48. Tinha que acontecer.
Não porque estivesse escrito
algures, no livro poeirento de um adivinho, ou nas paredes de uma igreja
arruinada. Nem nas estrelas, que na verdade não pediram que falassem por elas
aqueles que as contemplam para interpretar a sua vontade. Como se a tivessem,
não a têm. Tinha razão nisto O Filósofo, são fixas numa cúpula fechada. Mas
também tinha razão O Dominicano, Frade, Filósofo, Matemático, Poeta, Astrólogo
reduzido a cinzas numa praça que se chama das flores, não há limites, os céus
são infinitos e incontáveis os corpos celestes. Tinha que acontecer, o encontro
do Príncipe Egon Gustav von Tepes e da irmã mais nova de Ada. Aconteceu num
salão, num baile, porque desde sempre é assim, os príncipes encontram nos bailes
as suas princesas, os camponeses encontram nos bailes as suas moçoilas. Mas não
tem razão quem imagina ter havido príncipes que se encantaram por moçoilas, ou
princesas suspirando por camponeses. Porque são príncipes disfarçados os
camponeses que roubam os corações das princesas, e princesas embruxadas as
moçoilas que atraem os príncipes. Os feios são sempre afinal belos, as feias
são sempre afinal belas. E se sofrem algum tempo, vivem felizes para sempre. O
Príncipe Egon Gustav von Tepes convidou para dançar a irmã mais nova de Ada.
Fê-la rodopiar até ficar tonta, levou-a até à varanda para que se refrescasse,
segurou-lhe a mão, fitou-a nos olhos enquanto passava um dedo pelos seus
lábios, beijou-a. Tudo se passou tão rapidamente, sem meses de olhares furtivos
e cartas tímidas. Bastou um cottillion e o ar fresco da noite. Quando Ada
procurou a irmã mais nova para voltarem para casa, não a encontrou. Alguém a
tinha visto sair para a varanda, ninguém se lembrava com quem. Na varanda Ada
viu no chão o leque da irmã e um lenço com monograma. Quando o cheirou o
perfume lembrou-lhe alguma coisa. Fechou os olhos e viu o homem que encontrara
já em diversas ocasiões. Um homem que lhe provocava uma sensação desagradável.

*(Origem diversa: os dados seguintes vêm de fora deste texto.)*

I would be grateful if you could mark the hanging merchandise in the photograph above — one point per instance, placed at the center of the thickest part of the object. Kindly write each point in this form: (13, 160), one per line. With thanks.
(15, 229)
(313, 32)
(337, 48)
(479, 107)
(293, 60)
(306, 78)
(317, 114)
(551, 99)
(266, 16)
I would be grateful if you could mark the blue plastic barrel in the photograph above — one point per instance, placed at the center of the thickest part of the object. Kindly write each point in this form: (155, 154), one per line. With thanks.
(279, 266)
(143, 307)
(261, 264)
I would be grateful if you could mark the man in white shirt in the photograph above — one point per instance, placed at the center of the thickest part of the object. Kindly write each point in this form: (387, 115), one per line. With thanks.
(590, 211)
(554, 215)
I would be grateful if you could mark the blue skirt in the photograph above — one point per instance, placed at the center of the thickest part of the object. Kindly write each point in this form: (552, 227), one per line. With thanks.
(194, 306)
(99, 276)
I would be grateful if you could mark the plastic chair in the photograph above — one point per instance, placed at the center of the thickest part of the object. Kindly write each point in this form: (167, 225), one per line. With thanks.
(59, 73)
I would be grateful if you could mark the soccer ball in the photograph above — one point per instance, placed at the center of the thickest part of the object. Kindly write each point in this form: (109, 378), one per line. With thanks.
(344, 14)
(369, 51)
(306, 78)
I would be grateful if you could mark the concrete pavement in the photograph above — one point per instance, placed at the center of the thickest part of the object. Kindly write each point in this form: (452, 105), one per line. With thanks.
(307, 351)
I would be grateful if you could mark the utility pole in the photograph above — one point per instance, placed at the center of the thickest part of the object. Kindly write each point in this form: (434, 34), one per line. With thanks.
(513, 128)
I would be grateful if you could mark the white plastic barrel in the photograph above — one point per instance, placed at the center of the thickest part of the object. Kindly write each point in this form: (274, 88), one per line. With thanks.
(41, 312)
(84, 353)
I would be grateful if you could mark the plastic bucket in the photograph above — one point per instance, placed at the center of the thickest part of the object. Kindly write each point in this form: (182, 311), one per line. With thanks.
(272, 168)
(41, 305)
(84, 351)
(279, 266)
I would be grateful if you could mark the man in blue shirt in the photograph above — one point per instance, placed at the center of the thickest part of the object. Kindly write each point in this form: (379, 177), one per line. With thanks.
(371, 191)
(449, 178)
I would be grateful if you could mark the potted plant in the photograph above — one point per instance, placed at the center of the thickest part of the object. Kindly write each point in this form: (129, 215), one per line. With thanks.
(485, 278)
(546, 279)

Recordou um episódio em que viu os olhos deste homem mudar de um olhar afável
para um olhar de fera esfomeada, e as mãos delicadas transformarem-se em
garras. Durou só um segundo, menos até, mas ela viu e pensava nessa metamorfose
quando o encontrava. Os príncipes nem sempre são jovens bons que virão a ser
reis sábios. Ada correu até à extremidade da varanda e gritou o nome da irmã.
Não houve resposta. Saiu da casa onde decorria o baile com tanta pressa que
chocou com um criado que transportava uma bandeja carregada de taças de
champanhe. Lá fora só viu as caleches que aguardavam os senhores, e os
condutores que fumavam cachimbos e trocavam histórias sobre os patrões e as
patroas. Perguntou-lhes se tinham visto uma jovem acompanhada de um cavalheiro,
mas eles não souberam dizer, a noite e a espera convidavam não só ao cachimbo,
também corria farta a aguardente. Ada ordenou ao seu cocheiro que a levasse
para casa, o que ele fez de má vontade e vacilante. Ada nem pensou no perigo de
ser conduzida por um indivíduo embriagado, só pensou que a irmã podia ter ido
para casa, que se teria deitado exausta depois do seu primeiro baile. Ela não
estava em casa. Acordou os pais e comunicou-lhes o desaparecimento. O pai saiu
à procura do chefe da polícia, de quem era amigo, e organizou-se uma busca que
durou três meses e se estendeu por todo o território. Foi até além-fronteiras,
foram alertadas as polícias dos países vizinhos e distantes. Não se descobriu
sinal sequer nem da jovem nem do príncipe. Como se nunca tivessem existido.